Shortly after midnight the computers reported a single intercontinental missile heading towards Russia.
Petrov had the choice of notifying his superiors, in which case a nuclear war would likely ensue. But he also knew the system was possibly unreliable and that a single missile was an unlikely first salvo. He kept cool, reported it as a false alarm and waited. As the minutes went by, the Soviet launch options also dwindled. The missile disappeared. Then four new appeared. He dismissed them too – rightly, as it eventually turned out that the real cause was reflected sunlight on high altitude clouds.
It is easy to romanticize the situation and turn Petrov into a individualist hero, saving humanity by going against orders and not being recognized until decades later. The importance of the situation is easily graspable and has a main character facing a tense choice: there is drama there. One can also tell the story as an engineer understanding the limitations of his infrastructure and taking a prudent decision: he was just doing an important job right. Can somebody who takes no action even be a hero? Or mention the numerous other close calls that were averted without some named actor.
The exact details do not matter as much as what the incident symbolises. Sometimes individual human actions can matter for the entire species. It might be rare, but when it happens the moral responsibility is enormous, perhaps more than what we can expect any human to bear. We should be deeply grateful to people who show integrity and skill in such situations: they may need and certainly deserve our support afterwards. In fact, we ought to publicly and collectively pre-commit to this so that any new Petrov would feel more confident that he or she will be embraced afterwards (if there is an after).
There is also another important realisation: we are collectively building or endorsing institutions that may be as risky as the 1983 Soviet Union nuclear system. It might not make much of a villain – a faceless set of devices, routines, strategy and people following orders – but the fact that collective decisions and actions had produced a system that could launch nuclear holocaust due to a trick of light should disturb us. Avoiding such Molochs is essential for the survival of humanity, and a very hard problem.
Thanks to Petrov we have a chance to work on it.
Now, if only humanity uses its survival for good rather than evil. We have yet to find out what horrors will exist in the Big Future because the world was not destroyed in 1983.

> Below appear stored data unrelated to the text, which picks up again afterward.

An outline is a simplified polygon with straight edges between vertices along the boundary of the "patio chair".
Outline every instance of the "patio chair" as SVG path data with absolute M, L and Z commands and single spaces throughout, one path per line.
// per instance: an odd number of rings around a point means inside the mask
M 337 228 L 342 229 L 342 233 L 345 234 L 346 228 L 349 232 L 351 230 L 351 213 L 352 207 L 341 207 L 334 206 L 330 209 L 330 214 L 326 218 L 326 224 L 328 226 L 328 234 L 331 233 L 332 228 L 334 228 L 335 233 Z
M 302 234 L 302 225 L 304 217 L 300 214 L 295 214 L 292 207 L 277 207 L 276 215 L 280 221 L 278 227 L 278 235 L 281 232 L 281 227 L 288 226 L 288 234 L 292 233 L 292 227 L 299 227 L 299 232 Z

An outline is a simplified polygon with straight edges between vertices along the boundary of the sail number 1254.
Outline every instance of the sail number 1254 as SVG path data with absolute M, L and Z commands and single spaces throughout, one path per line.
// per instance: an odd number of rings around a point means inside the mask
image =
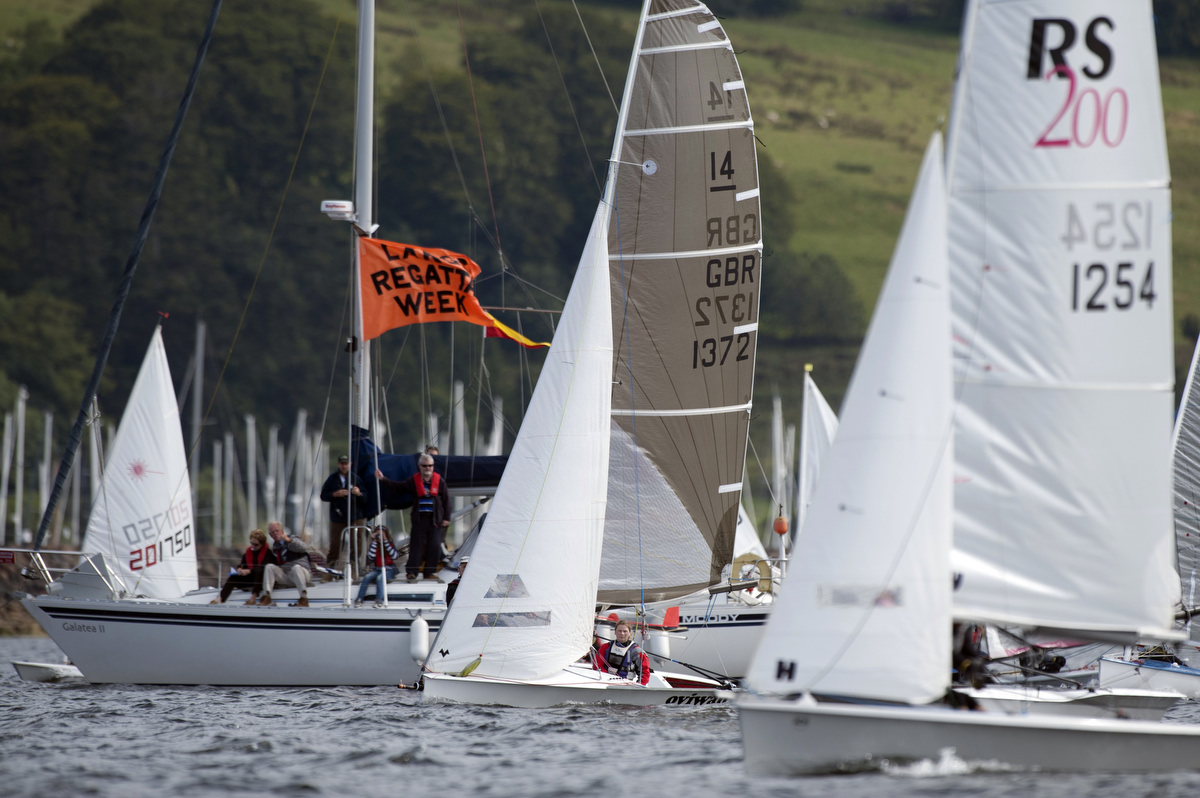
M 1138 302 L 1154 307 L 1154 261 L 1143 267 L 1122 263 L 1076 263 L 1071 273 L 1071 310 L 1129 310 Z

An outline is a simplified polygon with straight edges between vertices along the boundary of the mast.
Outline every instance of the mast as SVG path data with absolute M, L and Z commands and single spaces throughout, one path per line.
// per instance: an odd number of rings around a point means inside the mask
M 372 168 L 375 163 L 375 0 L 358 2 L 358 98 L 354 115 L 354 210 L 358 236 L 375 231 Z M 357 242 L 356 242 L 357 243 Z M 351 347 L 350 382 L 354 408 L 351 418 L 363 429 L 370 426 L 367 386 L 371 374 L 370 355 L 363 341 L 362 269 L 359 248 L 354 247 L 354 345 Z

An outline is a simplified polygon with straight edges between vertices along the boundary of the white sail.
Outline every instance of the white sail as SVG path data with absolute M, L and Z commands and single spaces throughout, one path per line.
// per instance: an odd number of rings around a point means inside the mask
M 178 598 L 198 585 L 187 452 L 160 329 L 108 452 L 83 550 L 117 565 L 138 595 Z
M 955 613 L 1169 634 L 1171 206 L 1149 0 L 981 0 L 948 148 Z
M 821 389 L 812 378 L 812 372 L 804 372 L 804 399 L 800 409 L 800 467 L 796 477 L 796 527 L 793 539 L 804 529 L 804 519 L 812 504 L 821 477 L 821 467 L 833 446 L 837 434 L 838 419 L 833 408 L 825 401 Z
M 805 532 L 748 681 L 910 703 L 949 683 L 951 346 L 930 141 Z
M 1183 386 L 1183 399 L 1175 416 L 1175 434 L 1171 441 L 1175 469 L 1175 548 L 1179 560 L 1179 581 L 1185 607 L 1200 601 L 1200 385 L 1196 383 L 1196 364 L 1200 362 L 1200 344 L 1192 352 L 1192 365 Z M 1196 639 L 1200 624 L 1188 621 L 1189 636 Z
M 750 520 L 746 508 L 739 506 L 737 532 L 733 538 L 733 558 L 736 560 L 743 554 L 752 554 L 762 560 L 767 559 L 767 550 L 763 548 L 762 541 L 758 539 L 754 522 Z
M 432 671 L 480 658 L 479 676 L 538 679 L 592 643 L 612 394 L 607 228 L 601 204 Z

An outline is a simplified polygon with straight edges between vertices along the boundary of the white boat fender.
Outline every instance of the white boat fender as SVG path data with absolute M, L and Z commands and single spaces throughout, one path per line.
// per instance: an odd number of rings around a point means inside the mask
M 409 629 L 408 653 L 418 665 L 424 665 L 425 658 L 429 656 L 429 623 L 420 613 L 417 613 Z
M 646 651 L 669 660 L 671 658 L 671 638 L 664 631 L 648 632 L 646 634 Z

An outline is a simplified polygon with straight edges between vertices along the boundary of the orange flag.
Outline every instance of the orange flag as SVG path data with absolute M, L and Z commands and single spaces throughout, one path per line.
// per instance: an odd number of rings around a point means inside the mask
M 550 345 L 529 340 L 479 305 L 474 290 L 479 264 L 466 255 L 378 238 L 360 238 L 358 247 L 364 339 L 408 324 L 465 321 L 486 327 L 489 338 L 531 348 Z

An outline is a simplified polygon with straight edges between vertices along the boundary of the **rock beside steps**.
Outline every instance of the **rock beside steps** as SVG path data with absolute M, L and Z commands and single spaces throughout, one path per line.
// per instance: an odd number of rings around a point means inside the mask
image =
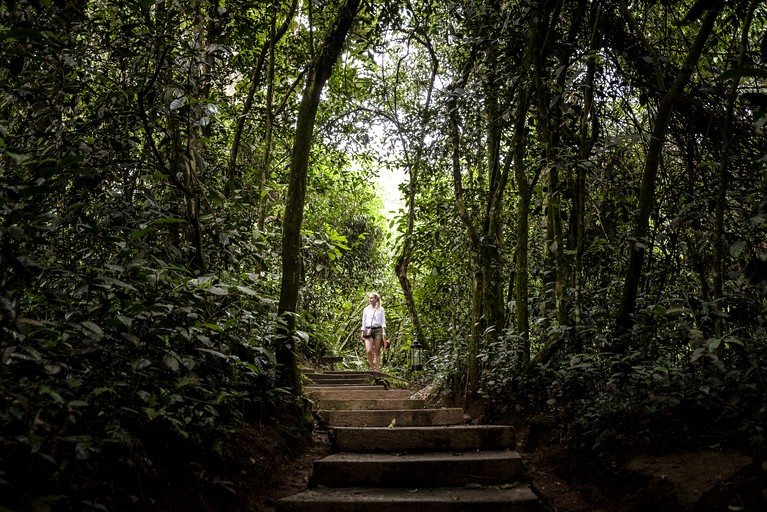
M 545 510 L 526 484 L 513 427 L 466 425 L 461 409 L 366 389 L 360 372 L 326 373 L 307 373 L 307 394 L 336 453 L 314 461 L 309 489 L 279 500 L 277 512 Z

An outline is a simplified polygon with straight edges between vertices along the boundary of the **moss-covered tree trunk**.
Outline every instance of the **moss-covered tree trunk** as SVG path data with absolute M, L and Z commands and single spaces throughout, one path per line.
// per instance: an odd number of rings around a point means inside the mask
M 586 170 L 591 150 L 599 136 L 599 117 L 594 112 L 594 77 L 596 75 L 596 52 L 600 45 L 600 12 L 591 10 L 592 32 L 589 42 L 591 54 L 586 62 L 586 76 L 583 82 L 583 114 L 580 122 L 580 149 L 578 168 L 575 177 L 573 210 L 575 215 L 575 269 L 573 275 L 575 297 L 575 346 L 576 352 L 582 350 L 583 330 L 583 253 L 586 247 Z
M 282 224 L 282 283 L 277 310 L 279 324 L 276 351 L 279 384 L 294 392 L 300 389 L 294 337 L 301 279 L 301 224 L 304 218 L 306 177 L 309 170 L 314 121 L 317 117 L 322 89 L 338 60 L 346 35 L 357 15 L 359 4 L 360 0 L 346 0 L 341 5 L 333 27 L 328 31 L 320 50 L 309 65 L 304 95 L 296 121 L 296 135 L 290 159 L 288 196 Z
M 530 361 L 530 312 L 528 308 L 529 297 L 529 273 L 528 256 L 530 242 L 530 196 L 534 188 L 533 183 L 528 181 L 527 167 L 525 165 L 525 138 L 527 134 L 527 108 L 528 94 L 524 88 L 517 95 L 517 111 L 514 119 L 514 137 L 512 149 L 514 151 L 514 176 L 517 184 L 517 247 L 516 247 L 516 283 L 515 302 L 517 305 L 517 334 L 520 339 L 518 348 L 521 364 Z

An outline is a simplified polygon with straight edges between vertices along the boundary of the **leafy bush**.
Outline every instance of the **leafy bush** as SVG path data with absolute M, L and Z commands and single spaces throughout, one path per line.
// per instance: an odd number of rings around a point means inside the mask
M 653 359 L 641 351 L 623 358 L 584 353 L 525 373 L 498 365 L 485 392 L 492 414 L 519 407 L 529 418 L 547 417 L 561 442 L 591 461 L 615 461 L 634 449 L 720 442 L 756 455 L 765 450 L 760 421 L 767 391 L 767 360 L 758 347 L 731 345 L 724 361 L 708 350 L 686 357 L 665 350 Z M 746 371 L 727 369 L 743 357 L 749 359 Z
M 135 262 L 40 268 L 33 284 L 0 351 L 8 505 L 140 500 L 141 475 L 228 456 L 229 437 L 284 400 L 246 282 Z

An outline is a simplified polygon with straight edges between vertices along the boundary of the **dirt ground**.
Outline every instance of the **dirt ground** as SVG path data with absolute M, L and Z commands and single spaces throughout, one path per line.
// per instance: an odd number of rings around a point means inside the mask
M 565 447 L 537 444 L 518 452 L 534 489 L 553 512 L 767 511 L 767 468 L 737 451 L 708 448 L 638 454 L 599 475 L 578 471 Z
M 278 499 L 306 490 L 312 474 L 312 463 L 330 455 L 332 448 L 324 432 L 312 434 L 312 445 L 295 459 L 284 460 L 272 474 L 271 483 L 263 489 L 261 498 L 252 503 L 252 512 L 274 512 Z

Yes, if one is very pessimistic about the future it might seem a good thing for humanity to be wiped out. Another possibility is to think the tails of the outcome distribution are so extreme that there is no statistical expectation: things could turn super-good, but they could also become so awful that it would have been better to be wiped out. If one weighs the bad as more important, then even in this limit it might be good to not get the extreme future.
However, if one thinks we can do something about the future, then avoiding getting killed is a good thing. Maybe one can make a future so great that it is worth the past.